- From: Andy Seaborne <andy@apache.org>
- Date: Fri, 30 Jun 2017 09:53:10 +0100
- To: "Peter F. Patel-Schneider" <pfpschneider@gmail.com>, Eric Prud'hommeaux <eric@w3.org>, public-rdf-comments@w3.org
On 30/06/17 01:42, Peter F. Patel-Schneider wrote:
> On 06/29/2017 03:34 PM, Eric Prud'hommeaux wrote:
>> * Andy Seaborne <andy@apache.org> [2017-06-29 21:11+0100]
>>> I think that changing the grammar in this way has disadvantages:
>>>
>>> For larger languages, it adds a lot of clutter.
>>>
>>> It does not reflect the practical aspects of tools.
>>>
>>> Whitespace and comment processing is often done during tokenization and
>>> tokenizers even have special facilities, or common idioms, for doing that.
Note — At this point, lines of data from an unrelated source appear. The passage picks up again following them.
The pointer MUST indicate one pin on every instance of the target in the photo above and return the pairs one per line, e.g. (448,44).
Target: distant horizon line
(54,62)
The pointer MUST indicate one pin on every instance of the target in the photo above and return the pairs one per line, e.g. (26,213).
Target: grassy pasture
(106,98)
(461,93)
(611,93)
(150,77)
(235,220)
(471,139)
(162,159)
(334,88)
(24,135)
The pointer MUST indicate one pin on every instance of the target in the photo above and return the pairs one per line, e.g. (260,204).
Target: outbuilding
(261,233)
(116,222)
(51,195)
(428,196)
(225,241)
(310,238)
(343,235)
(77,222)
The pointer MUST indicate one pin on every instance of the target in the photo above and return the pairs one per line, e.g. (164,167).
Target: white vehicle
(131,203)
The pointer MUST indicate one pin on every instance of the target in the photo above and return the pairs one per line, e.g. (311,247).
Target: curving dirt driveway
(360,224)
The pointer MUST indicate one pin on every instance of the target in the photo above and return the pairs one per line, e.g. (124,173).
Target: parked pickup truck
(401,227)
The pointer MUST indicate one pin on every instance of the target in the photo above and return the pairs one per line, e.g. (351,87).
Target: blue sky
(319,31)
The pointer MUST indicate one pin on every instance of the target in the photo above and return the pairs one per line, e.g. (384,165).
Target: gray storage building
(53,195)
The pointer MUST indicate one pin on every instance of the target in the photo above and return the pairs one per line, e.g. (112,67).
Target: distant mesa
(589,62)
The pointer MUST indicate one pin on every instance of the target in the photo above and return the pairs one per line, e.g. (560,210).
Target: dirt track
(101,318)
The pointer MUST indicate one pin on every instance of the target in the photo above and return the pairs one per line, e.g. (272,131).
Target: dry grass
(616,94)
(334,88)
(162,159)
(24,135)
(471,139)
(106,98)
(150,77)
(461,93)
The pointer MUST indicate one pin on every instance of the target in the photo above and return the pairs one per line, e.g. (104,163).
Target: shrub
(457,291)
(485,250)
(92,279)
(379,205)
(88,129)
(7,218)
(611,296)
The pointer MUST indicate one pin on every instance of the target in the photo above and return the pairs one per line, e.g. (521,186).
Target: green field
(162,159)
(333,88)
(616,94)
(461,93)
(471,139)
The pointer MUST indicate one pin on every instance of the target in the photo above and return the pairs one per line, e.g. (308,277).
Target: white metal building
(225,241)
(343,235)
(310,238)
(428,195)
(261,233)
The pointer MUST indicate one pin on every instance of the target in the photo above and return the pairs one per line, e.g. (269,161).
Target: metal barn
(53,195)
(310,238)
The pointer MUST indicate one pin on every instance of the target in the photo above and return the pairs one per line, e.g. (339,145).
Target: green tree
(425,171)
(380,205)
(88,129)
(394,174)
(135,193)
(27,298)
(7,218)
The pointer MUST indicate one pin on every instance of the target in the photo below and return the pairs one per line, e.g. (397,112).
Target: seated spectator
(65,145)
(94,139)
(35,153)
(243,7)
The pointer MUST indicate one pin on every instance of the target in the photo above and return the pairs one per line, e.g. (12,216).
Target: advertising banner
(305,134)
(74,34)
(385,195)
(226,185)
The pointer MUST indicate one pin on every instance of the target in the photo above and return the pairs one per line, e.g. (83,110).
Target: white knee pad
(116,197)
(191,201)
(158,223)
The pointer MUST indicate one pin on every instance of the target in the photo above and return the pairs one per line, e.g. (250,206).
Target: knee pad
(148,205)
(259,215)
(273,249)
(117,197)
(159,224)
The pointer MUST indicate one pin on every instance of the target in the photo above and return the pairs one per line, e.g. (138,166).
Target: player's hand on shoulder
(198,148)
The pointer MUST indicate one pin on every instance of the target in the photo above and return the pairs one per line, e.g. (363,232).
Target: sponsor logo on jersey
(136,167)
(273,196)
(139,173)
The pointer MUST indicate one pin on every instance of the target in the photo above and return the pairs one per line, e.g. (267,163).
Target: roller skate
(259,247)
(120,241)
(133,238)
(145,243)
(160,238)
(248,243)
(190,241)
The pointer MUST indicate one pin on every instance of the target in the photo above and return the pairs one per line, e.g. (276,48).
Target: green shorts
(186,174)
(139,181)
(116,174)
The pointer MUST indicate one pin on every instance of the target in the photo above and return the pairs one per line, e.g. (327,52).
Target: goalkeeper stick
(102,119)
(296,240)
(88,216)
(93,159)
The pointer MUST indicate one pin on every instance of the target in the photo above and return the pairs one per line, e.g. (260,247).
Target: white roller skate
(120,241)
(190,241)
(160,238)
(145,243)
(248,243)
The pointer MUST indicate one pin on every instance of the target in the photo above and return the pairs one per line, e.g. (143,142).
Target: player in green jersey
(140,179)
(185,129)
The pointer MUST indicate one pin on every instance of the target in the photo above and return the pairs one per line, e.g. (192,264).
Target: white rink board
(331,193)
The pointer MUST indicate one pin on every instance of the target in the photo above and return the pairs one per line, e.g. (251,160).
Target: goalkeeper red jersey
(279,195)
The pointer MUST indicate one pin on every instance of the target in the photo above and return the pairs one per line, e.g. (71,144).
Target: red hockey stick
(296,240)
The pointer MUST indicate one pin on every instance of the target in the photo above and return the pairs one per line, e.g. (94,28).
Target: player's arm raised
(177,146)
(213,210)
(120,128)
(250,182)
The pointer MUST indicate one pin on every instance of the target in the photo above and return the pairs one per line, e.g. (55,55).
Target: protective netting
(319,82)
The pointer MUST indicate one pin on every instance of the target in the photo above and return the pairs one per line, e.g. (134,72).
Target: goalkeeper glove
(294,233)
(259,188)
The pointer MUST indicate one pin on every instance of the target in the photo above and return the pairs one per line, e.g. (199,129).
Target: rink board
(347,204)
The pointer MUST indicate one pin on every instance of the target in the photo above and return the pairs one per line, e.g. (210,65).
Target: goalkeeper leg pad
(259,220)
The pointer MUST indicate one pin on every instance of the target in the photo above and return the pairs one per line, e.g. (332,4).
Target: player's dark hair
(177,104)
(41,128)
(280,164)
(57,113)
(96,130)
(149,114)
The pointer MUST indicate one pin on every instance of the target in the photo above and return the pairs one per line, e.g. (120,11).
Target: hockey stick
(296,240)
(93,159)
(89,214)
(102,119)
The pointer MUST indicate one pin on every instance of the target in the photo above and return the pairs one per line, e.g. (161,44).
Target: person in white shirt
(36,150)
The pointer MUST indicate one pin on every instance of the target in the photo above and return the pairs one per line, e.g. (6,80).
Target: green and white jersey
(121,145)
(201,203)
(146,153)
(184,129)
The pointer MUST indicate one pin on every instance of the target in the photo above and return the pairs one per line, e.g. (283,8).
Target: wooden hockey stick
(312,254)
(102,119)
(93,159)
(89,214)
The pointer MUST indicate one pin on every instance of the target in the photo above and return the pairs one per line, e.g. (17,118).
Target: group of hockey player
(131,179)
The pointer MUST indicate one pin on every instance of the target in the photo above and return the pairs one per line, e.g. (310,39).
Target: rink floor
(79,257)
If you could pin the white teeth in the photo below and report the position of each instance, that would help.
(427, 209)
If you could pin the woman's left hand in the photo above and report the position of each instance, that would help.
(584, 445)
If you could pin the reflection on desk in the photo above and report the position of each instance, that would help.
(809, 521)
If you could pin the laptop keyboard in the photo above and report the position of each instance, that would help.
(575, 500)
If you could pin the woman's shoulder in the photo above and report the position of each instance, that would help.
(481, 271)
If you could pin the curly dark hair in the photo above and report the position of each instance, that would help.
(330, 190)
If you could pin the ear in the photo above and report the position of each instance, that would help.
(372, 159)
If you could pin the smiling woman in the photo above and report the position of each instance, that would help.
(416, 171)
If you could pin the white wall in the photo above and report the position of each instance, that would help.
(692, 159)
>>> Having the grammar reflect that helps implementers.
>>
>> strong +1. It is the default behavior of almost every lexer [...] to
>> break on whitespace.
>
> Not lex, for starters.
The "common idioms" I was referring to include the way the lex-family
handle this.
The idiom is to recognize whitespace then not generate a token, and not
to pass it to the rule parser.
It's in the man page, the wikipedia page and the yacc documentation.
flex.1:
[ \t\n]+ /* eat up whitespace */
Andy
Received on Friday, 30 June 2017 08:53:45 UTC